Hopper told the Guardian in 2007: "I was making a movie, but I never made it to the set. They found me running around the jungle naked. Before that, at Mexico City airport, I thought I was in the middle of a movie and walked out on the wing. I was out of my mind. It was around then I decided it was time to get into rehab. My liver, my body, my brain were all shot. Hahahahahah!"
Hopper was admitted to a psychiatric hospital in Los Angeles after the incident. Some Hollywood friends got him released, and took him to rehab.
Riding high on fame brought by the success of Easy Rider, Hopper directed and starred in The Last Movie, which was shot in Chinchero, Peru, in 1970. As a piece on the making of the film from Business Insider notes, "The baby-faced Hopper informed Universal that he would be making the movie in Peru.
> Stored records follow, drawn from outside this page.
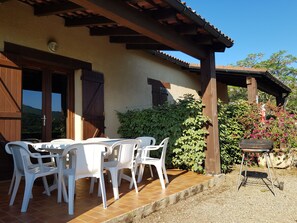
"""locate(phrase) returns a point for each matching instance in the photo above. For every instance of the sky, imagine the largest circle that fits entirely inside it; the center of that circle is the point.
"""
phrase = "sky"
(256, 26)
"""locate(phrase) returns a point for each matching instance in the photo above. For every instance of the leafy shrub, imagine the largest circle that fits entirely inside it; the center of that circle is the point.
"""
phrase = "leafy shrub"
(182, 121)
(231, 131)
(277, 125)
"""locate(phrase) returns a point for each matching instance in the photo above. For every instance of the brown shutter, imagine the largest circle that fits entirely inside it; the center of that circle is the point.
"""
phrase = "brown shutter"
(159, 91)
(10, 111)
(93, 104)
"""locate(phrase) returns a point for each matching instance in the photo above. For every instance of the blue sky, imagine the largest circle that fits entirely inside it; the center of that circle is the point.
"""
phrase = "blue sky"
(256, 26)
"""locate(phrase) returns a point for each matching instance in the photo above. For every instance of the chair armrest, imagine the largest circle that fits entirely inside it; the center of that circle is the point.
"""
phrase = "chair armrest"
(38, 155)
(151, 148)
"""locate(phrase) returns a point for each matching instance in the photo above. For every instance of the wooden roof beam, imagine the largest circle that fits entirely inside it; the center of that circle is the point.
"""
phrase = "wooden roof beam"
(45, 10)
(129, 17)
(112, 31)
(87, 21)
(147, 47)
(132, 39)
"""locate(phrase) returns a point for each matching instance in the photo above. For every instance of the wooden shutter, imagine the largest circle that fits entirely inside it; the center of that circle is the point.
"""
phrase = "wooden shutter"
(93, 104)
(10, 111)
(159, 91)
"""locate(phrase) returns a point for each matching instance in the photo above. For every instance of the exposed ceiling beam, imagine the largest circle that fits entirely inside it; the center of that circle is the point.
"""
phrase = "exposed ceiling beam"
(163, 14)
(55, 9)
(127, 16)
(112, 31)
(147, 47)
(87, 21)
(132, 39)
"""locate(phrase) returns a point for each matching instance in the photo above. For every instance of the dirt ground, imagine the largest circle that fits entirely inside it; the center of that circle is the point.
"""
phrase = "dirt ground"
(253, 202)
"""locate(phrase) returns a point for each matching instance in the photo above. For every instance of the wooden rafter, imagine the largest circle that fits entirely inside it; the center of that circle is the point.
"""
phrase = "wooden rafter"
(54, 9)
(88, 21)
(112, 31)
(132, 40)
(147, 47)
(129, 17)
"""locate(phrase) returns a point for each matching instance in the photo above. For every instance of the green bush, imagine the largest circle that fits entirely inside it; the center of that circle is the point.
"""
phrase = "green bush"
(183, 122)
(231, 131)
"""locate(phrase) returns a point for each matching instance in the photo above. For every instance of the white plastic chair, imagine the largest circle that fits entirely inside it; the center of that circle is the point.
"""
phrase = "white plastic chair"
(86, 160)
(124, 160)
(23, 167)
(62, 140)
(97, 139)
(7, 149)
(144, 142)
(159, 163)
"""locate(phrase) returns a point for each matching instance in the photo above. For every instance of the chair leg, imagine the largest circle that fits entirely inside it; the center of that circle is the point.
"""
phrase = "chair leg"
(133, 180)
(160, 174)
(140, 172)
(11, 183)
(15, 189)
(93, 179)
(71, 189)
(165, 173)
(28, 191)
(151, 171)
(45, 184)
(101, 187)
(114, 180)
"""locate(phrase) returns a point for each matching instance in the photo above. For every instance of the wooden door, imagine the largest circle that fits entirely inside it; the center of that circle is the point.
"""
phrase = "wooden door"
(93, 104)
(10, 111)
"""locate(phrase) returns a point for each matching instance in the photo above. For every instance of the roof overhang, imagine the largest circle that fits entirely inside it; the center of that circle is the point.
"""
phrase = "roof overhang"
(139, 24)
(237, 76)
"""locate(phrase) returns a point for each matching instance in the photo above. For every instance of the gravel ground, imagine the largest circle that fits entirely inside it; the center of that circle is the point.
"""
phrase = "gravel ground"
(254, 202)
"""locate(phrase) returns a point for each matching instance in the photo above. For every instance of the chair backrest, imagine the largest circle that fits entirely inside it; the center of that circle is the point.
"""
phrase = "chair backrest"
(21, 155)
(62, 140)
(146, 141)
(97, 139)
(164, 144)
(86, 158)
(125, 152)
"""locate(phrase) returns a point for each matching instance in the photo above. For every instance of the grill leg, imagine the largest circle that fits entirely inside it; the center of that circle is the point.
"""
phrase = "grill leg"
(239, 182)
(269, 164)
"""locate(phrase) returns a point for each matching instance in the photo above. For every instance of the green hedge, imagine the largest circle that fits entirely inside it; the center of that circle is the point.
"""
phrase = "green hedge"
(231, 131)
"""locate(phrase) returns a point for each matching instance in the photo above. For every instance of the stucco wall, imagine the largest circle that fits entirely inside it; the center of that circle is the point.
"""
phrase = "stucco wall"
(125, 71)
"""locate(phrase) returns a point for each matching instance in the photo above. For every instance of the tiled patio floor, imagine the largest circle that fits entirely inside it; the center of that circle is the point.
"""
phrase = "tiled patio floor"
(88, 208)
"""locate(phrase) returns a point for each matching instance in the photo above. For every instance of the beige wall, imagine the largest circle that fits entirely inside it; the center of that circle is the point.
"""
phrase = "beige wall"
(125, 72)
(222, 90)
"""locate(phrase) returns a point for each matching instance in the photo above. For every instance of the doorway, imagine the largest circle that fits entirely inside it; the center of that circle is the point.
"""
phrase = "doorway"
(44, 105)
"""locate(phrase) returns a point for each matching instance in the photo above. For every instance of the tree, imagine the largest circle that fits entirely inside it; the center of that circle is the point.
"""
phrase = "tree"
(280, 66)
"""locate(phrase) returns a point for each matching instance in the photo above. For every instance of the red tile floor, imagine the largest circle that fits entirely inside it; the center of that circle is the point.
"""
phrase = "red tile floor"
(88, 207)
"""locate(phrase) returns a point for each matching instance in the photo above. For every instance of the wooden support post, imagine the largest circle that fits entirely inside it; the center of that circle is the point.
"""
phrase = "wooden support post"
(252, 88)
(280, 100)
(209, 99)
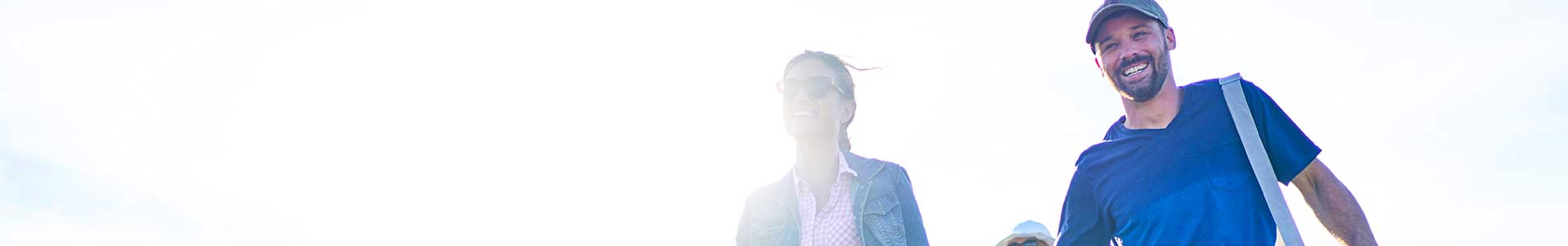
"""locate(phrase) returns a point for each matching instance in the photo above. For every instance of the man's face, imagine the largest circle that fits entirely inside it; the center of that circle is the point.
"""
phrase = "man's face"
(1134, 54)
(812, 107)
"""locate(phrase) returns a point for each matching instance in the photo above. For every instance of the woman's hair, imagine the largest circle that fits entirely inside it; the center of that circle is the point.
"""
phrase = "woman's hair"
(840, 77)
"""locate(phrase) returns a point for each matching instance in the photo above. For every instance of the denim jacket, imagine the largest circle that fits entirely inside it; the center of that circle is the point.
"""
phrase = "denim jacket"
(885, 211)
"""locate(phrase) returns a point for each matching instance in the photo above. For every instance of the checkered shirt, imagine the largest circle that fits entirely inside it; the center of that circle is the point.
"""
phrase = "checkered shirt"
(831, 225)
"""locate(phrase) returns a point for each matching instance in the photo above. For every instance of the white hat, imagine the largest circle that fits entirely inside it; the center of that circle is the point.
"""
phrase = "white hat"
(1029, 229)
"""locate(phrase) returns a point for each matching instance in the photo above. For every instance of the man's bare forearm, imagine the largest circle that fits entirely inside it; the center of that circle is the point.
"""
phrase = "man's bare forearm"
(1335, 206)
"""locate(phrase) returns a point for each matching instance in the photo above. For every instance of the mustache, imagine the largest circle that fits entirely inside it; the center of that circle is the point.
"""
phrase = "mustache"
(1134, 60)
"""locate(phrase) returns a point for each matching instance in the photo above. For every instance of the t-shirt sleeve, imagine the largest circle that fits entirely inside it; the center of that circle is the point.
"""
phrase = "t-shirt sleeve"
(1083, 216)
(1288, 146)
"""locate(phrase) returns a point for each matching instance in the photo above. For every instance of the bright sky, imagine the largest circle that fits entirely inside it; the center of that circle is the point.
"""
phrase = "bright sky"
(521, 123)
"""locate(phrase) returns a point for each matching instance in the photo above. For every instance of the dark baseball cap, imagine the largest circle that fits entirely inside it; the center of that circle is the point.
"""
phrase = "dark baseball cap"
(1111, 7)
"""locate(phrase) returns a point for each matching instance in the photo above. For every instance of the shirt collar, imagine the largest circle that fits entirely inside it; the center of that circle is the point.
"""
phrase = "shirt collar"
(844, 168)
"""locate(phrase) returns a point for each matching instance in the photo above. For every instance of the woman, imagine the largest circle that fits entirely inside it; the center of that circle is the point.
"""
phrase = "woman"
(831, 196)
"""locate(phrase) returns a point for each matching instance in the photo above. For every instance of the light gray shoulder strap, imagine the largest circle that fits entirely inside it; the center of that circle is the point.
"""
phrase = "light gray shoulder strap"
(1262, 169)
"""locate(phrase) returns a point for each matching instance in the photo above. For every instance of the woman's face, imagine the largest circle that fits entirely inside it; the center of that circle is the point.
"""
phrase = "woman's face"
(812, 106)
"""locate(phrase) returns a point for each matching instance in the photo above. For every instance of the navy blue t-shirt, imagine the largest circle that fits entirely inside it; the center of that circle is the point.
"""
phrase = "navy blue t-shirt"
(1186, 184)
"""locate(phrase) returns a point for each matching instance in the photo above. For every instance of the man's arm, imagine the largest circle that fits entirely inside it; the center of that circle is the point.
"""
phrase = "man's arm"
(1333, 204)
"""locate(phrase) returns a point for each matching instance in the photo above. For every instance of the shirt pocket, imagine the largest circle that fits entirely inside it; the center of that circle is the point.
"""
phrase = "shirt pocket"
(883, 220)
(1225, 163)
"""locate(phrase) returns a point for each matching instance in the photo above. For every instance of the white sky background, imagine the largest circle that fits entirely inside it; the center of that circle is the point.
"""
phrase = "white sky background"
(503, 123)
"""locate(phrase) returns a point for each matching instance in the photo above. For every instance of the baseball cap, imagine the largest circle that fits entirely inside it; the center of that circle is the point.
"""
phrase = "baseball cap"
(1111, 7)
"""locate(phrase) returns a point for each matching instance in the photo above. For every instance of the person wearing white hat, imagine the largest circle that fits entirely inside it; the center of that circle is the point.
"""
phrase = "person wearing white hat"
(1029, 234)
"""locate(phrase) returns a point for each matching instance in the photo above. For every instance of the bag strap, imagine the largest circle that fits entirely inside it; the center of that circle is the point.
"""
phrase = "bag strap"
(1258, 157)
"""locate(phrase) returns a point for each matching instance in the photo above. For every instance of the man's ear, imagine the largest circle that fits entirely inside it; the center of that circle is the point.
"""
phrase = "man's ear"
(847, 111)
(1170, 38)
(1101, 68)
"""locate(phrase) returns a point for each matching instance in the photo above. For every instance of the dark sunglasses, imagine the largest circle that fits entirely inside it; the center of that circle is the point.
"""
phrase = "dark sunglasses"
(814, 87)
(1027, 244)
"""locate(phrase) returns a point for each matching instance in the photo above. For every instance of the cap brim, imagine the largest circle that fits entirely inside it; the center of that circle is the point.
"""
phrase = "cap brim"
(1041, 237)
(1102, 13)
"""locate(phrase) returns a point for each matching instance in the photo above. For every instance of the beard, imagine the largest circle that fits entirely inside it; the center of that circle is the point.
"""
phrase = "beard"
(1142, 92)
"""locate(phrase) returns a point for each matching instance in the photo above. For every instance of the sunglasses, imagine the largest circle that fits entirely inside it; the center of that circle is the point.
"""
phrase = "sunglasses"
(1027, 244)
(814, 87)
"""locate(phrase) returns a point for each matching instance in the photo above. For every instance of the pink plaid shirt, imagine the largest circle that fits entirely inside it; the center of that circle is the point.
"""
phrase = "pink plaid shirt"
(831, 225)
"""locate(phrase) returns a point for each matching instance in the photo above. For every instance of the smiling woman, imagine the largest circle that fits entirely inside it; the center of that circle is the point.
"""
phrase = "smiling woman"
(814, 202)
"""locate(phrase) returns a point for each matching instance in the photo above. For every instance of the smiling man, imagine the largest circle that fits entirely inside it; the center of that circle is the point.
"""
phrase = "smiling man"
(1173, 169)
(831, 196)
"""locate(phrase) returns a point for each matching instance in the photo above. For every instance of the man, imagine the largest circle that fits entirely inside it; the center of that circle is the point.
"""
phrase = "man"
(1173, 171)
(1029, 234)
(831, 198)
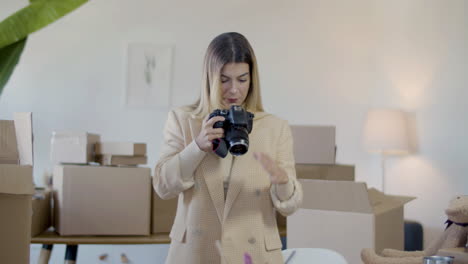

What that studio didn't know was the region had become the cocaine capital of the world. Every coke head in LA wanted to work on the picture in order to smuggle drugs back up north,' author Peter Biskind wrote in Easy Riders, Raging Bulls."
Hopper caused a fracas in the relatively conservative, largely Catholic nation by smoking weed and calling homosexuality "groovy" during an interview in Peru during pre-production of the film, in 1969. As quoted from a piece by Brad Darrach for Life: “Taking a long reflective pull on an odd-looking cigarette, Dennis said he thought everybody should ‘do his thing’ and then allowed that he himself had lived with a lesbian and found it ‘groovy’…Within 24 hours the government denounced the article and issued a decree repealing freedom of the press.”
Darrach goes on to describe the day actors and crew arrived to begin production on the film:
“Somebody made a cocaine connection and a number of actors laid in a large supply at bargain prices — $7 for a packet that costs $70 in the States. By 10 p.m. almost 30 members of the company were sniffing coke or had turned on with grass, acid, or speed. By midnight, much of the cast had drifted off to bed by twos and threes. At 2 a.m. I was awakened by screams. A young actress had taken LSD and was ‘having a bummer.’"
The ranch where the cast and crew stayed was the site or "whipping parties," which began when: "... an actor chained a girl to a porch post and, inspired by the notion that she looked like Joan of Arc, lit a crackling fire at her feet. Another actor swallowed five peyote buds in too rapid succession and almost died.”
As for production, Hopper told Uncut in 2005: “It was one long sex and drugs orgy. Wherever you looked there were naked people out of their [expletive] minds. But I wouldn't say it got in the way. It helped us get the movie done. We might have been drug addicts but we were drug addicts with a work ethic… The drugs, the drink, the insane sex, they all fueled our creativity.”
In 2002, actor and songwriter Kris Kirstofferson recalled: “[W]hat [Hopper] did was what he was filming. He was filming the corruption of a little town by the movie people, and I mean they ruined the town. I think he got a priest defrocked…”
The movie wasn't particularly well received. Roger Ebert's review starts: "Dennis Hopper's The Last Movie is a wasteland of cinematic wreckage. There are all sorts of things you can say about it, using easy critical words to describe it as undisciplined, incoherent, a structural mess. But mostly it's just plain pitiful."
While filming Easy Rider, Hopper, Peter Fonda, and Jack Nicholson spent a lot of time at the headquarters of a production company called BBS. The secretaries knew how to roll joints and inject drugs, as well as prepare tables with cocaine for guests. One BBS executive kept the ashes of his dead wife in a gold dish.
One day, while looking for drugs, Hopper, Nicholson, and Fonda snorted the woman's ashes, assuming they were cocaine.